Abstract
Aim:
Epigallocatechin-3-gallate (EGCG) is the major polyphenolic constituent in green tea. The aim of this study is to investigate the effects of EGCG on proliferation and migration of the human colon cancer SW620 cells.
Methods:
Proliferation and migration of SW620 cells were induced by the protease-activated receptor 2-agonist peptide (PAR2-AP, 100 μmol/L) or factor VIIa (10 nmol/L), and analyzed using MTT and Transwell assays, respectively. The cellular cytoskeleton was stained with rhodamine-conjugated phalloidin and examined with a laser scanning confocal fluorescence microscope. The expression of caspase-7, tissue factor (TF) and matrix metalloproteinase (MMP)-9 in the cells was examined using QT-PCR, ELISA and Western blot assays. The activation of extracellular signal-regulated kinase 1 and 2 (ERK1/2) and nuclear factor-kappa B (NF-κB) signaling pathways was analyzed with Western blot.
Results:
Both PAR2-AP and factor VIIa promoted SW620 cell proliferation and migration, and caused cytoskeleton reorganization (increased filopodia and pseudopodia). Pretreatment with EGCG (25, 50, 75, and 100 μg/mL) dose-dependently blocked the cell proliferation and migration induced by PAR2-AP or factor VIIa.
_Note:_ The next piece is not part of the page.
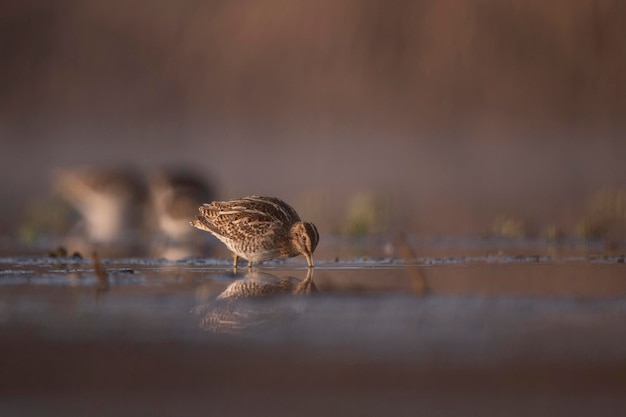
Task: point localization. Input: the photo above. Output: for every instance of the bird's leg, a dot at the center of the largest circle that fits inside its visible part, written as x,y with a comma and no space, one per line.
235,259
EGCG (100 μg/mL) prevented the cytoskeleton changes induced by PAR2-AP or factor VIIa. EGCG (100 μg/mL) counteracted the down-regulation of caspase-7 expression and up-regulation of TF and MMP-9 expression in the cells treated with PAR2-AP or factor VIIa. Furthermore, it blocked the activation of ERK1/2 and NF-κB (p65/RelA) induced by PAR2-AP or factor VIIa.
Conclusion:
EGCG blocks the proliferation and migration of SW620 cells induced by PAR2-AP and factor VIIa via inhibition of the ERK1/2 and NF-κB pathways. The compound may serve as a preventive and therapeutic agent for colon cancers.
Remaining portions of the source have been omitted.